Sunnybrae Farm Complex is a heritage-listed site in Regency Park, South Australia. The historic Sunnybrae homestead was once the official residence of the sewage farm's manager. In addition to the manager's residence, the historic complex also includes "Dairymen's Quarters, Cheese Room and Cellars, Stables, Cow Shed and Smoke House". It was only used for dairying and cheese production in 1882 to 1884, but continued to be used for depasturing stock and vegetable and fruit production irrigated by the processed sewage.

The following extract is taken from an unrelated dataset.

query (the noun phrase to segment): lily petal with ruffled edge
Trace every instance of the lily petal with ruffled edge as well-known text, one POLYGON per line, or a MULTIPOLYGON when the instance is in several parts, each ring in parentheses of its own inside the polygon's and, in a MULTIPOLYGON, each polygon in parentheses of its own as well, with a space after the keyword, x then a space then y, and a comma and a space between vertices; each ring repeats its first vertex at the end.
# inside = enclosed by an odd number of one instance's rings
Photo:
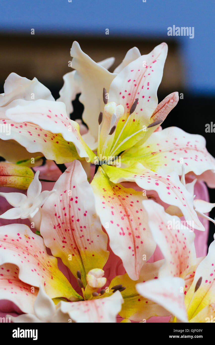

In 1990 the City of Enfield gave the Enfield & Districts Historical Society the Sunnybrae property to house a museum celebrating local history. The museum was officially opened in June 1995. In 2001, the society built the Sunnybrae Farm Federation Pavilion with the assistance of a $28,000 Commonwealth grant. The society conducted open days and other public activities from 2002 to 2008. The historical society was dissolved in July 2012 and the property changed into private hands. It became known as Sunnybrae Estate, a commercially-owned function centre.

==Straining shed==

The straining shed of the sewage farm was preserved from the 1970s land sale. As such the Islington Sewage Farm Straining Shed () was state heritage-listed in 1984 because it represents "part of a comprehensive waste treatment process of the late 19th century." The building is also an example of how seemingly basic public infrastructure of the era was designed and built to be visually eminent and symbolic of civic pride. It is sited about 400 m southeast of Sunnybrae Farm near Pedder Crescent in view of Regency Road.